Later in the day, I had someone come up to me and say the words that I will probably never forget: “Abby, you radiate beauty.” Me? Radiate beauty? How kind, but so unbelievable. But unlike normally, when I am paid a compliment and I just brush it off because I don’t believe it, today, I did. And I haven’t believed that for months. The past few months have been very difficult for me because my appearance has changed in ways that have not been what I was hoping for… to say the least.
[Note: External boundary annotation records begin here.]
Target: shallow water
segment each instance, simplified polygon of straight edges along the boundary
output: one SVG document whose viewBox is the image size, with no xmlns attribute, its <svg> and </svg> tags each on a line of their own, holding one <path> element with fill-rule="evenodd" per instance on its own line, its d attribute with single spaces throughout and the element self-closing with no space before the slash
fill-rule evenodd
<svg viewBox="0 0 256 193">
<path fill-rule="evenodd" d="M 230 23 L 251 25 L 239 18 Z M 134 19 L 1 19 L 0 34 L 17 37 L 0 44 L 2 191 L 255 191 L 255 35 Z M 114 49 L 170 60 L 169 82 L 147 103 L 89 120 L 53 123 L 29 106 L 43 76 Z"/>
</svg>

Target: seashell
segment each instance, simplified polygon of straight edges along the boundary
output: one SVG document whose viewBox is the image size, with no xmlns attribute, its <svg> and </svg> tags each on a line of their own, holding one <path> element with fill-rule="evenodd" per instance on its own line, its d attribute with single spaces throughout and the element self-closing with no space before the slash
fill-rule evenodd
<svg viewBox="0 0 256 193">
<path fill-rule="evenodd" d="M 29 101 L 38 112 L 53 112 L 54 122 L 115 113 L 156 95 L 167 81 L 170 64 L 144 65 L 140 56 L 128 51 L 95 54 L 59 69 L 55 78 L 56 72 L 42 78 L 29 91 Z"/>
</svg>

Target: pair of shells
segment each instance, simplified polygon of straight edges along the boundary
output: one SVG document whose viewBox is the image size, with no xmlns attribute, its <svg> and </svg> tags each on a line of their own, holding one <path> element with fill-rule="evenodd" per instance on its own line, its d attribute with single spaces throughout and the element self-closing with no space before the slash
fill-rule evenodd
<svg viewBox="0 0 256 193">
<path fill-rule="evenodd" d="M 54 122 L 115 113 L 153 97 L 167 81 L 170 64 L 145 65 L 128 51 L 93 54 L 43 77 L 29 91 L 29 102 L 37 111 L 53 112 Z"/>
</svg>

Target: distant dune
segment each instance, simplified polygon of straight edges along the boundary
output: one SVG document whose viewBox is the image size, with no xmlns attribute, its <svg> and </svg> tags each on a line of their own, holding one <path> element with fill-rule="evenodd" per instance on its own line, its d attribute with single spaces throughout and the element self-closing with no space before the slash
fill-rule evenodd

But today, thanks to the kind words of an acquaintance–someone that I rarely speak to– I have experienced that feeling that comes with confidence. Today, I am taking back what I have given over to Satan: control over my body. Things are changing. Starting today. Starting right now.
As I was driving to Walmart tonight, I began singing an old hymn that I haven’t thought of in years. And I don’t think it’s a coincidence. You will know this hymn, but please, just read the words below:
- Blessed assurance, Jesus is mine!
Oh, what a foretaste of glory divine!
Heir of salvation, purchase of God,
Born of His Spirit, washed in His blood.
This is my story, this is my song,
Praising my Savior all the day long;
This is my story, this is my song,
Praising my Savior all the day long.
- Perfect submission, perfect delight,
Visions of rapture now burst on my sight;
Angels, descending, bring from above
Echoes of mercy, whispers of love.
- Perfect submission, all is at rest,
I in my Savior am happy and blest,
Watching and waiting, looking above,
Filled with His goodness, lost in His love.
That last verse is a doozy for me. I want to be lost in His love. In all aspects of my life. I want His goodness to
fill me overflow from me. I want to be able to submit EVERY avenue of my life to Him (perfect submission). I want to rest in His arms.
So… today starts a new journey. But I am not leading. 🙂 And I’m excited for the ride.